Houseboys: A transcolonial history of domestic service in the Asia-Pacific
Dr Julia Martinez (UOW), Assoc. Prof. Victoria Haskins (Newcastle), Dr Frances Steel (UOW), and Dr Claire Lowrie (Newcastle).
Julia Martinez has been working in the field of colonial race and labour studies since 2000 when she completed her doctoral thesis on the tropical town of Darwin including a study of domestic service. In Darwin, Chinese and Aboriginal servants were employed by white colonists who sought to emulate other British colonies such as Singapore and India in their reliance on ‘coloured’ domestic servants. Expanding on this work, in 2009 Julia published an article in Gender and History with Claire Lowrie on the construction of Aboriginal men as ‘houseboys’ in Darwin. Claire completed her doctoral thesis titled: In Service of Empire: Domestic Service and Colonial Mastery in Singapore and Darwin, 1890s-1930s.
In 2007 Julia was awarded, as lead CI together with Adrian Vickers, an ARC Discovery on Indonesian labour migration to Australia. This project emphasized the transcolonial connections between the Dutch East Indies and Australia. Taking the notion of transcolonial to the study of domestic service was initially conceived in 2008 for a CAPSTRANS panel at the International Convention of Asia Scholars in Kuala Lumpur. The panel included Victoria Haskins, a current Future Fellow at the University of Newcastle, working on domestic service, Claire Lowrie and Christine de Matos. The question for the panel was whether there was common ‘transcolonial’ culture of domestic service which cut across colonial borders in both British and French colonies. Julia’s contribution of a Vietnamese case study, explored how French colonists wrote about Vietnamese 'houseboys' and how the working men themselves were influenced by 20th century anti-colonial politics. In 2010, again working with Claire, they extended this study to include the Philippines with the aid of a University of Wollongong Research Grant.
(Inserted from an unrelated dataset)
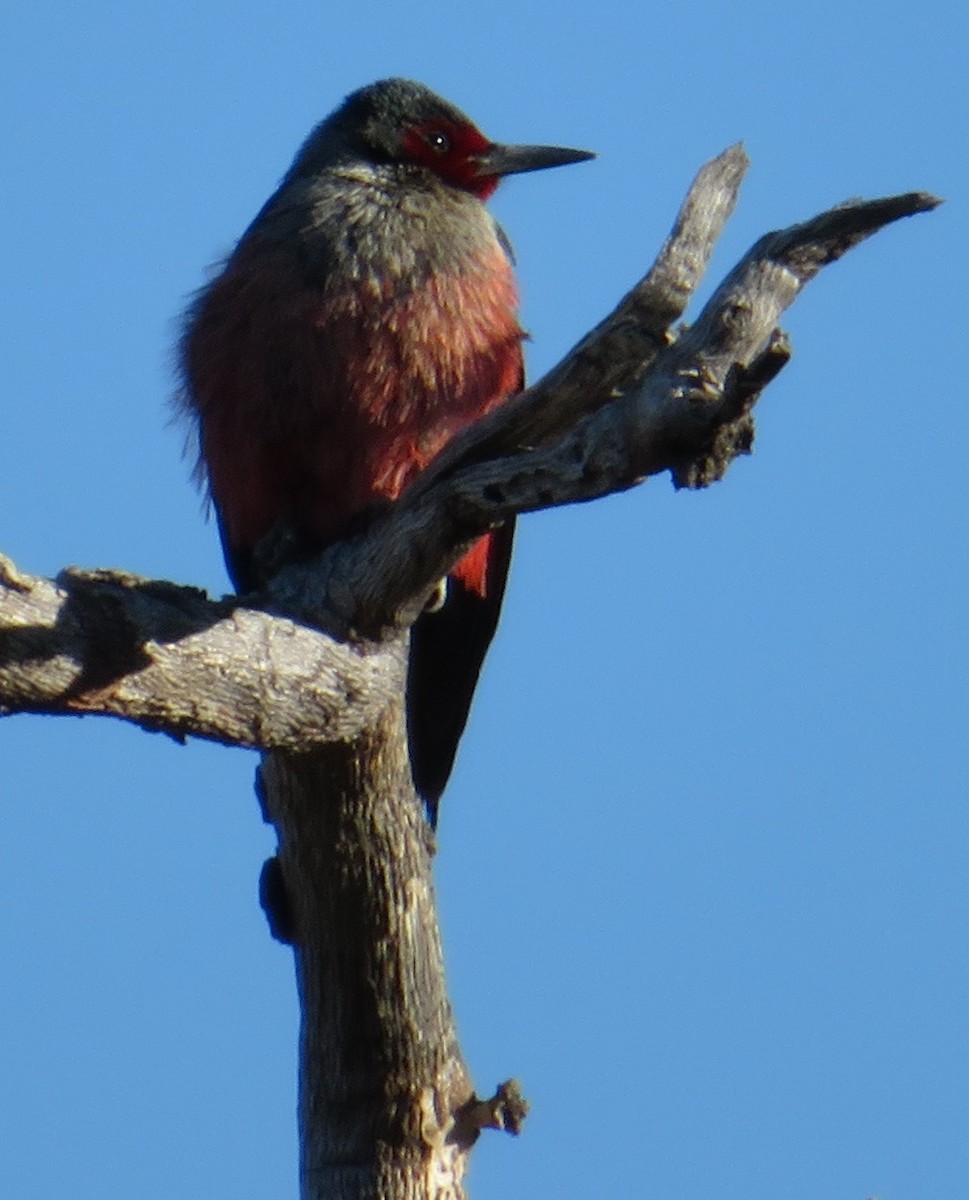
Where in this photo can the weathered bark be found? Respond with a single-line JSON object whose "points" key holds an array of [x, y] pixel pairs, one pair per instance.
{"points": [[313, 673]]}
The Houseboys ARC project takes a broad geographical sweep, examining the history of male domestic servants in the Asia-Pacific, considering the extent towhich a transcolonial culture of domestic service was developed. In addition to case study of Australia, Hong Kong, Singapore, Indochina and the Philippines, the project includes the Pacific colonies with Dr Frances Steel contributing a study of Fiji. Frances’ work on the Pacific Ocean and colonial mobilities brings an exciting new dimension to this study of ‘connected’ histories.